Well .... of course not. Bloggers have struggled with the issue of whether they are journalistic in nature. By the way, read through that last link to PressThink by Jay Rosen. He's the Chair of New York University's Department of Journalism and has some very worthwhile thoughts on all aspects of the press, as well as some of his guest bloggers.
So, if blogs are not journalism, what are they? Well ... they're journalism.
Think about it. What is journalism?
Is journalism the neat and tidy package that the grey lady group would have us believe? MSM is not just the Wall Street Journal, Christian Science Monitor, the Washington Post, San Francisco Chronicle and the like.
It's also the National Enquirer, the Star Magazine, and the host of other unmentionables that we all see on magazine rack, even those wrapped in brown paper bags (don't open that last link at work).

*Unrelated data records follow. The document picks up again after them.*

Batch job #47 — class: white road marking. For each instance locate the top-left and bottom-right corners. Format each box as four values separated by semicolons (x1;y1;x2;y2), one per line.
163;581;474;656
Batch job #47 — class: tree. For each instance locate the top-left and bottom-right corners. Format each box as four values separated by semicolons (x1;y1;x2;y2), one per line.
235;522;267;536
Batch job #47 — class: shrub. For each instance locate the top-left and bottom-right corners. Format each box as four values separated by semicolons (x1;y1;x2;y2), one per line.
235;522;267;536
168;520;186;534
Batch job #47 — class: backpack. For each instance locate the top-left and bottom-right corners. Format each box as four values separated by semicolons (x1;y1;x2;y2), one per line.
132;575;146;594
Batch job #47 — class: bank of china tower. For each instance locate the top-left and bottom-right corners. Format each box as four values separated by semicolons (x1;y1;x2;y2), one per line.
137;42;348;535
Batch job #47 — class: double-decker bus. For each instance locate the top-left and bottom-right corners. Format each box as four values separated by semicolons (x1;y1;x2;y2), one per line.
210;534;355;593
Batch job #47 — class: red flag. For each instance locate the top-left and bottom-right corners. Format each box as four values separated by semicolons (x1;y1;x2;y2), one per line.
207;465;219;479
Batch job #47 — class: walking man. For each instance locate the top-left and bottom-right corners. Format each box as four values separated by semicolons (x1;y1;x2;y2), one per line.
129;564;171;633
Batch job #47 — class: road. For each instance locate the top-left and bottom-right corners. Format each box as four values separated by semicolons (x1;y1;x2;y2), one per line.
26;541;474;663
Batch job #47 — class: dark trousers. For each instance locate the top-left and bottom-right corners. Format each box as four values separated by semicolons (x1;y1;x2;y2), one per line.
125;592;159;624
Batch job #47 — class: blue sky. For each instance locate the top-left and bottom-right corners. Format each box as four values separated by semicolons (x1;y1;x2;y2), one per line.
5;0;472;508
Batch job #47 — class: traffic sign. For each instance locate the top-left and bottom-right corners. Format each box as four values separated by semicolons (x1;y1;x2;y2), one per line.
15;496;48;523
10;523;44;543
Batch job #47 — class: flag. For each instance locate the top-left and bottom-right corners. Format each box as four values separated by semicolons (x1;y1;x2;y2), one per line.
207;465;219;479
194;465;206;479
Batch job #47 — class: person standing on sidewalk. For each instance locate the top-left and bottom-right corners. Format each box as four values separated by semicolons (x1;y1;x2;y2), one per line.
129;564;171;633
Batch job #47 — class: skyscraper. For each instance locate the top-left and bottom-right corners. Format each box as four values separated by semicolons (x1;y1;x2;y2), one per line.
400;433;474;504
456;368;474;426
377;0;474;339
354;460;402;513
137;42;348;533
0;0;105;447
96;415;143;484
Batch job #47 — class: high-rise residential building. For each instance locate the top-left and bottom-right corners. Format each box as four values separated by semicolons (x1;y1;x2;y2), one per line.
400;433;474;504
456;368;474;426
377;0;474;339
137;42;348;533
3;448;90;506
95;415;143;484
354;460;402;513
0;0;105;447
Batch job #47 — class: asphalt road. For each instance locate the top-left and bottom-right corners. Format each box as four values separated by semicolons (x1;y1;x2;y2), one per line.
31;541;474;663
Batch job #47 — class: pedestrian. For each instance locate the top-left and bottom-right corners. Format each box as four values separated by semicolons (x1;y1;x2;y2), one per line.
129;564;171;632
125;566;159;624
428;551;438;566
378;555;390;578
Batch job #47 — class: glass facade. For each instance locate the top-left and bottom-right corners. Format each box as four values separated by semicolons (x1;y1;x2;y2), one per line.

NPR takes blogging to task for damaging the careers of public figures.
Pot? Kettle? I don't see the difference. MSM cannot truly make that claim with a straight face.
Politicians and the fourth estate have always had an uneasy relationship.
But for MSM to attack blogs as not truly journalism misses the point. Blogs are journalism, and blogs are not. Just in the same way that MSM is not truly just "reporting" the facts. Every fact printed or broadcast by MSM is filtered.
Filtered through the eyes of the reporter, copywriter, editor, producer, owner, advertiser and even filtered through your eyes - the readers and listeners. It can't be any other way.
Blogs are not that different. But there is one significant difference, and that difference is what bothers MSM, and why we get cranky reports like the ones on NPR, where MSM reporters criticize blogs as not truly worthy of the mantle of journalism. I would caution those reporters, and NPR, to be careful how high they hold that mantle.
The difference between blogs and MSM is the elimination of most of the middlemen. When you read blogs, such as this one, you get the "reporter." You don't get the copywriter, editor, producer and owner in the way, paring down what I write.
The only two filters are you and me.
Sure, there's a big ad up there, and maybe some would say that ad influences what I write, but I don't think so. Unlike a newspaper, the ad doesn't pay me enough. If I lost the ad, I'd still be writing, and hopefully, you'd still be reading. But if a newspaper, magazine, TV or radio station lost all their ads, they'd stop. There would be nothing more for you to read, listen to or watch.
MSM is particularly troubled because blogs are media, and certainly fall within the broad definition of journalism. Most blogs fall outside the "grey lady" definition of journalism. But there are blogs that are considered mainstream. "MSB," I guess. Mainstream Blogs. Certainly those are the most popular.
Within the blogosphere, there are opinions. But they're easy to spot. I'd say a lot easier to spot than the opinions offered to us by the grey lady gang, while they oblige us to accept their reporting as factual, when in reality, they're simply disguising their filtered opinions as facts. Between MSM journalism and blogs, I'll take blogs. I can readily see the blogger's perspective, and separate the fact from the opinion.
I guess it comes down to this: MSM essentially argues that we should "take their word for it" because we're not smart enough to figure it out on our own. I disagree. I think we (you) are smart enough to separate fact from opinion. That's the argument proffered on NPR. Don't read (or listen or watch) blogs because they're full of opinion.
Do you really think that MSM presents news to us without also interjecting their opinion?
Yes, the same is true about blogs. But, there are others out there likewise considered within the definition of journalism.
After all, if you have a legal question, who would you rather hear the answer from? A newspaper reporter who asked a lawyer?
Or from a lawyer who's also a highly respected law professor?
Plus, if you'd like, you can comment directly to me, the writer, and post your comments (written or audio) to the very same article you want to comment on. Try doing that on a newspaper article, TV or radio broadcast.
Are blogs a conversation? You bet.
But they're much more than that. Watch out MSM, you haven't seen anything yet.